☆ 理想を捨ててはならない ☆

井出薫

 高市人気もあり憲法改正の機運が高まっている。非武装中立を謳う憲法9条は非現実だという意見には一理ある。米中ロの超大国はいざとなれば軍事力行使を辞さない。ロシアのウクライナ侵攻は典型例だ。また、他の国地域でも紛争は絶えずテロ行為は世界で頻発している。それゆえ、9条を改正して軍隊を持ち必要とあらば戦うことができる国家を作るべきという意見が出てくることは不思議ではない。新型コロナウィルスによるパンデミックなど緊急時に国家が国民の権利を限定的に制約できるようにすべきという意見も頷けるところがある。

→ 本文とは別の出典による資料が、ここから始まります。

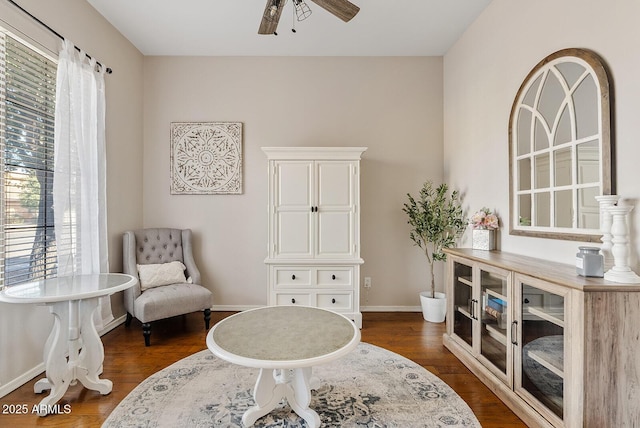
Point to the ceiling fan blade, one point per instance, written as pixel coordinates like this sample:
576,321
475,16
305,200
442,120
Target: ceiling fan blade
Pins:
343,9
269,24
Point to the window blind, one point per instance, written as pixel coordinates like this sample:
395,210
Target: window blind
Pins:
27,117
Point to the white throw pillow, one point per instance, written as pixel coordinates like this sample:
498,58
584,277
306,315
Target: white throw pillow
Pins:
161,274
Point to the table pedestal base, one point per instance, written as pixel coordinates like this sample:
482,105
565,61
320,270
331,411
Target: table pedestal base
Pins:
74,333
273,385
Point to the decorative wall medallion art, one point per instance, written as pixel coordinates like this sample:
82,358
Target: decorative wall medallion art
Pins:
206,158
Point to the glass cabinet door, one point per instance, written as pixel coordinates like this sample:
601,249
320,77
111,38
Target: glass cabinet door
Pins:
463,302
541,344
494,319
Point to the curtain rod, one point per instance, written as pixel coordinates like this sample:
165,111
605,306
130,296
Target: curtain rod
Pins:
107,69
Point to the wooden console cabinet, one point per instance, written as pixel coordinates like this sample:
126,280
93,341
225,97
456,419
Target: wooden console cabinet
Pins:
559,349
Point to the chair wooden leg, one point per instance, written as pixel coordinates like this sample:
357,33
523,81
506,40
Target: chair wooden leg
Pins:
146,332
207,318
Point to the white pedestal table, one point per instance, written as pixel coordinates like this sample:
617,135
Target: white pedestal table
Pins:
284,342
73,350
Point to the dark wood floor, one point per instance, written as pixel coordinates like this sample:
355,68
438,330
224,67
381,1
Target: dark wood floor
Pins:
128,362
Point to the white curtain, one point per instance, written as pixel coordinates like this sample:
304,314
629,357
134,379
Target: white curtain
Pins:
79,181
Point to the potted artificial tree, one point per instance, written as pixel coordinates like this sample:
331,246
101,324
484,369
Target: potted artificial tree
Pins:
436,221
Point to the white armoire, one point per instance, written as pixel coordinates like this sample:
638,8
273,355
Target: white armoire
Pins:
314,228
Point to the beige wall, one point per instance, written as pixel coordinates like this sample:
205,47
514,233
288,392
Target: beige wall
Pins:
482,73
393,106
23,329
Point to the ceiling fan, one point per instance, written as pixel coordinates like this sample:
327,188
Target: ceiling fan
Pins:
343,9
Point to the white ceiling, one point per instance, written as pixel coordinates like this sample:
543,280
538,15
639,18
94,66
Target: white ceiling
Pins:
230,27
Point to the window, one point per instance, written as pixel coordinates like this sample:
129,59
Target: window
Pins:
27,106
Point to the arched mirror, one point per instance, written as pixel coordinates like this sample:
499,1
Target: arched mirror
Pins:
560,148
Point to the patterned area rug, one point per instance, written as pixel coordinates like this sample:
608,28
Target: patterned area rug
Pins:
370,387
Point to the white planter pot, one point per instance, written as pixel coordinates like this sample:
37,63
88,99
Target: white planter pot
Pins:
433,309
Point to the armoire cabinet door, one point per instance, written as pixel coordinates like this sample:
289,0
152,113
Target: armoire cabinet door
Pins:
336,206
293,202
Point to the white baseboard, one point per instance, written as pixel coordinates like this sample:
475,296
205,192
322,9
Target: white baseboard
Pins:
390,309
239,308
234,308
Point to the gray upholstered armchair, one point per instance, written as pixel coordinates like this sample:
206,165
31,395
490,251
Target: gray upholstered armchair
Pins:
169,279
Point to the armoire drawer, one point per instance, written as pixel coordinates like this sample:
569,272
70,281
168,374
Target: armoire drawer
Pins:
292,276
335,301
283,299
335,276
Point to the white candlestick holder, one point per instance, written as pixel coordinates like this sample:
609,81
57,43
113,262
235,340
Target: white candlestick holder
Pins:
605,202
620,272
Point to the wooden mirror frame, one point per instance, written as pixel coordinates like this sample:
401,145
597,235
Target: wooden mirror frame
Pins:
595,67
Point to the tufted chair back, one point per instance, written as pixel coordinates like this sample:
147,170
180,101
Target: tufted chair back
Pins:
158,246
154,246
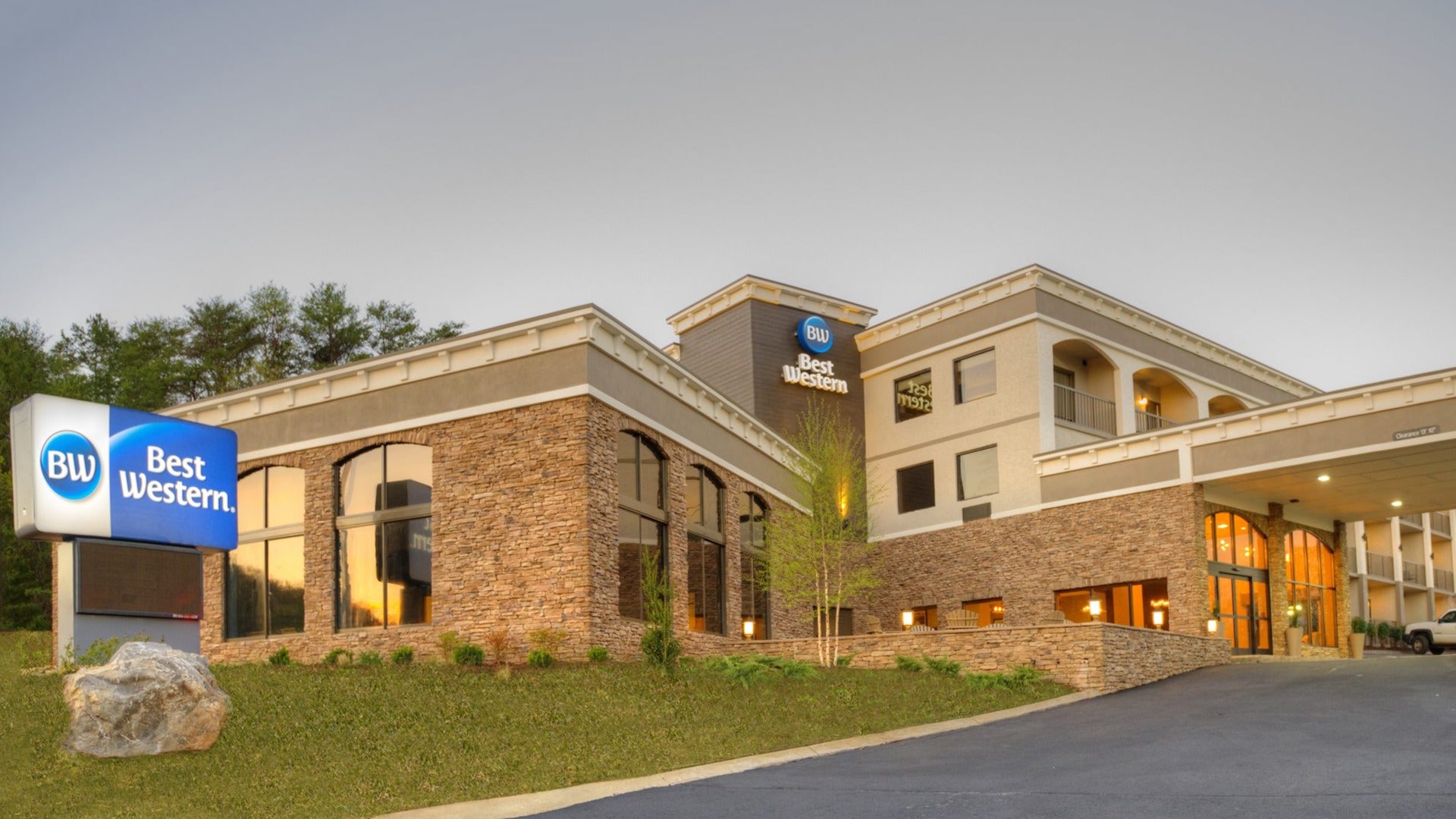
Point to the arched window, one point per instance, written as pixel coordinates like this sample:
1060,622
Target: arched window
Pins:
705,551
641,519
755,588
1310,567
384,541
262,577
1232,538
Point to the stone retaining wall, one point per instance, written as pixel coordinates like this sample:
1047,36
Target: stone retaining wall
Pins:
1090,656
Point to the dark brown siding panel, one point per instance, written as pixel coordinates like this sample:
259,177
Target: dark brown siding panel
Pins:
970,322
504,381
1125,474
1156,349
721,353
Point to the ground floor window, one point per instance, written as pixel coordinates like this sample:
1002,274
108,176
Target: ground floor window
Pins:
989,611
1123,604
264,588
384,575
637,538
705,585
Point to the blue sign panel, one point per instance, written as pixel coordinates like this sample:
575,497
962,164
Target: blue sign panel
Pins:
814,335
112,472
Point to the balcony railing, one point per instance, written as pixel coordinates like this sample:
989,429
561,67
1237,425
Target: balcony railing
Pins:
1381,566
1087,411
1147,422
1413,573
1442,523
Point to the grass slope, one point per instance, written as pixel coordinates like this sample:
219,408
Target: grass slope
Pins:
312,741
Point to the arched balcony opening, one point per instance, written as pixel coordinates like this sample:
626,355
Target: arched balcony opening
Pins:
1084,390
1161,400
1225,404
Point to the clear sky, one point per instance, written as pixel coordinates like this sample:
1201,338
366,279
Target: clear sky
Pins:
1277,177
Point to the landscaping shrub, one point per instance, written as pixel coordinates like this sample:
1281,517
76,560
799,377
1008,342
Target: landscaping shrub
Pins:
944,665
468,654
500,643
909,664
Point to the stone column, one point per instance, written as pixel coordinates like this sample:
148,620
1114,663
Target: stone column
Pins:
1279,579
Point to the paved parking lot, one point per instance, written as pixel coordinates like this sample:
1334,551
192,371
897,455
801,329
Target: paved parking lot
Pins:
1372,739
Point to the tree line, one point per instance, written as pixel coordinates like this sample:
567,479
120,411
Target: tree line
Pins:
156,362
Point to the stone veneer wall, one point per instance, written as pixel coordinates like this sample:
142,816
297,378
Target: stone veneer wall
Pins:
525,537
1092,656
1025,558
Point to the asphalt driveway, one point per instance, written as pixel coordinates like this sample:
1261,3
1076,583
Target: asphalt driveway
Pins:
1372,739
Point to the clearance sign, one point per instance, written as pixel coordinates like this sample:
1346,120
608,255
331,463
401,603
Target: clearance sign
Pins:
91,469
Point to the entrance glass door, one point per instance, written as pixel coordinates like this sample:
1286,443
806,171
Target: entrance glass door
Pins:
1244,611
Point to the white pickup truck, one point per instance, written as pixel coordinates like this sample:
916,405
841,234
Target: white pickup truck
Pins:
1433,635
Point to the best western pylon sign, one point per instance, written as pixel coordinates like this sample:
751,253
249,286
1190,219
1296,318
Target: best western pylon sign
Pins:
89,469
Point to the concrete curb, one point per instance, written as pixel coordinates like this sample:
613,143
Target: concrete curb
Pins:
541,802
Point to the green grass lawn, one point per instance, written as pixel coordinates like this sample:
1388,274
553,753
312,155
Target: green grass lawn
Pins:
315,741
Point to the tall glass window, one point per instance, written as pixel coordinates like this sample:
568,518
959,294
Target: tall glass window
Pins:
1310,567
974,375
384,541
641,519
262,577
705,551
755,586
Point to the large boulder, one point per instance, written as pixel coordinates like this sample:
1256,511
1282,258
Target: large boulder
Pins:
149,698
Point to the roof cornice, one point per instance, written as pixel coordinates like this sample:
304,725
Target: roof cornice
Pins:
1037,278
770,293
579,325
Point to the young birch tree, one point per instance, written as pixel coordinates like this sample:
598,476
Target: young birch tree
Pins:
823,560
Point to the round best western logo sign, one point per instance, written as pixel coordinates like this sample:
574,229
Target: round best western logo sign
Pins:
814,335
71,465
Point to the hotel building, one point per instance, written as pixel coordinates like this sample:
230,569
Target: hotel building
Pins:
1053,461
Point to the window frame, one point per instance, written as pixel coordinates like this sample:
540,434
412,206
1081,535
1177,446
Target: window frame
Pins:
379,519
960,480
956,376
265,535
900,488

 しかし、私たちは決して理想を捨ててはならない。憲法前文にはこう書いてある。「われらは、全世界の国民が、ひとしく恐怖と欠乏から免かれ、平和のうちに生存する権利を有することを確認する。」と。現実はこの理想にはほど遠い。ここ数十年、減ってきているとはいえ、日々の食糧や衛生的な水を確保することさえままならない人々が依然として世界中に多数存在する。近年は、戦争や内戦、暴政などで難民は増えている。超大国は核兵器を放棄する気はさらさらなく、むしろ開発を進めている。先進国ですら経済格差が広がり社会に分断や対立が深まっている。このような現実を目の当たりにして現行憲法は非現実で空想的だと言いたくなるのは分かる。

 だが、現実がどうであれ、私たちが目指すべき未来は、憲法前文が謳うような世界であることは間違いない。戦争もテロも独裁者による圧制もない、人々は等しく政治に関与することができ、政治的な立場や宗教、人種・性別などで差別されることはない。富は公平に分配され生活に困る者はいない、貪欲に富を漁る者もいない。こういう世界を多くの人々が望んでいる。たとえ現時点ではそれが非現実だからと言って、その理想を冷笑し力がすべてなどと考えるのは間違っている。そのような態度は人々に大きな災厄をもたらす。

 理想を堅持することは未来のためにも欠かせない。現実主義が行き過ぎると、却って現実世界を悪くする。強力な防衛力が必要だと考えて強大な軍事組織と兵力を構築するとしよう。なるほど短期的にはそれで安全保障上の脅威は減るかもしれない。だが長期的にはどうだろう。どの国も同じように考え軍備増強に努めたら、戦争の脅威は減るどころか増大する。互いに侵略を恐れて先制攻撃が必要だと判断し戦争になってしまう危険性が高まる。また、地球温暖化などの環境問題は地球全体の課題であり、世界の人々の協力なしには解決できない。世界の人々が協力し合うには、戦争をなくし、貧富の格差を解消する必要がある。そのためにも理想を捨ててはならない。

 憲法成立から今年で80年になる。当然に国内外の情勢は大きく変化しており、憲法改正の要否を議論する必要がある。ただし、そこに謳われている理想は大切に守らなくてはならない。